JP: That's what I don't think they get. Go watch the show, they're not making fun of Batman. Batman's always in on the joke.
CA: But the show is in many ways a comedy, and nobody wants to be the butt of the joke. I don't see the show as making fun of Batman.
JP: And they're not ashamed to call everything Bat-This and Bat-That, like they are now when no one will even call him "Batman" in the movies.
CA: But it seems like in recent years, it's turning back around. There's been much more of a desire to reclaim that stuff, even with what you're seeing in the main line comics, whether it's Scott Snyder doing this crazy over-the-top hot pink origin story for Batman where ther's a giant Bat-Blimp, or Morrison trying to reincorporate it a few years ago in R.I.P. What do you think about that, with this book being such a big part of reclaiming that aesthetic?
JP: I guess when enough time passes, maybe some of those people don't have that adolescent opinion.
CC: It's an insecure opinion. Like, "I'm a grown-up, totally, I smoke cigarettes, look how cool I am!"
JP: Exactly. Maybe some of those people grew up and realized this is cool, and when they see those DVDs, they'll go "wow, this is even cooler than I remember."
CA: Do you think there's a particular moment in pop culture that led to it?
JP: Are you thinking that the movies got so dark that people were just ready to flip back?
CA: I feel like the comics are like that, but Batman as a franchise has been one of the high points of DC over the past decade. It is, in a lot of ways, super dark, but the rest of DC feels so much darker.

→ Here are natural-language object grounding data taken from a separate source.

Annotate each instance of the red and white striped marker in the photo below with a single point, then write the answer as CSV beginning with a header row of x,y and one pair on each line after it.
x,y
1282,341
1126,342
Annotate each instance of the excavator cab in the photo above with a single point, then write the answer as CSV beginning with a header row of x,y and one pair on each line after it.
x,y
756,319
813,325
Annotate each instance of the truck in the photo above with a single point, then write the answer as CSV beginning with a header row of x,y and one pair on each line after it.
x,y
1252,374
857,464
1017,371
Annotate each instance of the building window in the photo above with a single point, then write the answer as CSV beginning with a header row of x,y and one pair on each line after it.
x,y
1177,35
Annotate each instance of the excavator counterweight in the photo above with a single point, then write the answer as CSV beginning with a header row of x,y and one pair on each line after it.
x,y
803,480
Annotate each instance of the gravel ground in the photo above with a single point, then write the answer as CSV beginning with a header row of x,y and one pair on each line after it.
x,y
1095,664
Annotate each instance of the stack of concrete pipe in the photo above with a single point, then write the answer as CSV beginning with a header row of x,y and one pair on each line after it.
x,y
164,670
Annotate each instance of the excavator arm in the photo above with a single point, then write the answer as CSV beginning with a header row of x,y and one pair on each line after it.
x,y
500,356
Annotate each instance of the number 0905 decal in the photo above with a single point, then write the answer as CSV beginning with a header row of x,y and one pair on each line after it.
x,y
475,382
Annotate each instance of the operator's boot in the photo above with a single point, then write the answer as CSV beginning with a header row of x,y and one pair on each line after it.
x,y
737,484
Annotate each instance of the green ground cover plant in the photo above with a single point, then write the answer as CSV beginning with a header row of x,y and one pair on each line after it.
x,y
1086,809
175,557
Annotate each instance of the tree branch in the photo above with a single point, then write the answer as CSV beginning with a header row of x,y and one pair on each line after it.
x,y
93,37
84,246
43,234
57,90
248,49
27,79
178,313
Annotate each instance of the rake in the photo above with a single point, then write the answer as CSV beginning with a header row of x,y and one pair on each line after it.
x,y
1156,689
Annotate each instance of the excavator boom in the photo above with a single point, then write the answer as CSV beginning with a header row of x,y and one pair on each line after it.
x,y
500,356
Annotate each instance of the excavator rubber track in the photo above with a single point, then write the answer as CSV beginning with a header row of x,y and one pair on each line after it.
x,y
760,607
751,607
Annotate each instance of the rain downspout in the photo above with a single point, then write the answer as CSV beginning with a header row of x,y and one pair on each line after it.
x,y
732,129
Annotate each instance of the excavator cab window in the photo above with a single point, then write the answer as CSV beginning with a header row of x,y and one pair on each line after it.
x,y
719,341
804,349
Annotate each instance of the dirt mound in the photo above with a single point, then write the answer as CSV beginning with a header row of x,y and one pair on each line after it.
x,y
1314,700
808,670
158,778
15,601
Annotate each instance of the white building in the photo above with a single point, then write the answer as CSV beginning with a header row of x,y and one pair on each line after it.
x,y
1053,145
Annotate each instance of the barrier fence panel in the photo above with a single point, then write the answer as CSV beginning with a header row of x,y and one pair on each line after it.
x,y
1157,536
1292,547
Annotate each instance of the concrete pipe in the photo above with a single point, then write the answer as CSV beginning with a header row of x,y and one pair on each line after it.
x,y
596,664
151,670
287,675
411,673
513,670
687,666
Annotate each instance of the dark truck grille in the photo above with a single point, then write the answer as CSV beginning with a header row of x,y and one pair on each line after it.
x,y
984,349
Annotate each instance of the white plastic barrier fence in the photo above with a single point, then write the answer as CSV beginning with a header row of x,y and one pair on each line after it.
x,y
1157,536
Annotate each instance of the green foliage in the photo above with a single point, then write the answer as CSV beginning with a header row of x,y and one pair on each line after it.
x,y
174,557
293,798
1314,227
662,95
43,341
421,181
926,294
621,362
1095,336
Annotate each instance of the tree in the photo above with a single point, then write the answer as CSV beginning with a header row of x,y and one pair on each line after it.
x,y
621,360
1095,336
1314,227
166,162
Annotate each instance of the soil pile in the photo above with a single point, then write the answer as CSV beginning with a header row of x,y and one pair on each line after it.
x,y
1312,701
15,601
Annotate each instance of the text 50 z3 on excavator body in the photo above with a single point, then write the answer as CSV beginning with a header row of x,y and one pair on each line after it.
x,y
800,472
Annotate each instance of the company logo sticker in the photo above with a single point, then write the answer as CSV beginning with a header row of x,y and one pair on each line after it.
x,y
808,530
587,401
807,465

JP: Batman can do dark. He is, strangely enough, a broad enough character that you can put him in a lot of scenarios. He can do light, he can do dark, he can be in between. I don't think you can do that with all of them.
CA: What gets me about it is that The Dark Knight made a billion dollars. Everyone saw that movie. Everyone loved that movie, except Colleen Coover.
CC: That's right, although I thought Heath Ledger was good.
CA: So obviously there's huge public interest in Batman, and then right after that movie's in theaters, Brave and the Bold starts. It launches that fall, right at the height of The Dark Knight being so huge. So you have these two ideas about Batman that are prominent in the public eye, and they're completely different from each other. Brave and the Bold is a direct sequel to the original Batman show in a lot of ways. King Tut's in it. The Batmobile's red and black.
JP: Just like it really is.
CA: So in a lot of ways, Brave and the Bold kickstarts that re-examination of that kind of Batman. If you're ten or twelve when that comes out six years ago...
JP: Or if you're in your 40s like me, and I'm sitting there going "This is the best cartoon." I wasn't expecting anything to unseat Batman: The Animated Series for me, but you know what? I like this better.
CA: It's a departure from that, too, because B:TAS was definitely in the dark and moody aesthetic. It launches out of Batman '89, in the same way that Brave and the Bold launched out of The Dark Knight.
JP: It's operatic. Brave and the Bold would do those shorts as the cold open, so you'd get a whole little cartoon with Batman running around in the future with Kamandi. It's just too good.
CA: So I feel like that's a crucial moment in Batman history, where you have this thing in mass media that people have always gotten from comics with Batman, which is that you can have those multiple ideas. '50s Batman and '80s Batman are the same character.
JP: I've also noticed that it just seems like modern waves of comics readers just aren't hung up on having to look tough and cool. They can enjoy something for pure joy, and I see that at conventions all the time. They embrace something, they just like it. It's not like they have to justify it to their friends, because their friends also like it. It seems less judgy. It seems like a nice place to be, and I'm very happy for it, as I assume you are. Hopefully, it'll keep influencing the comics.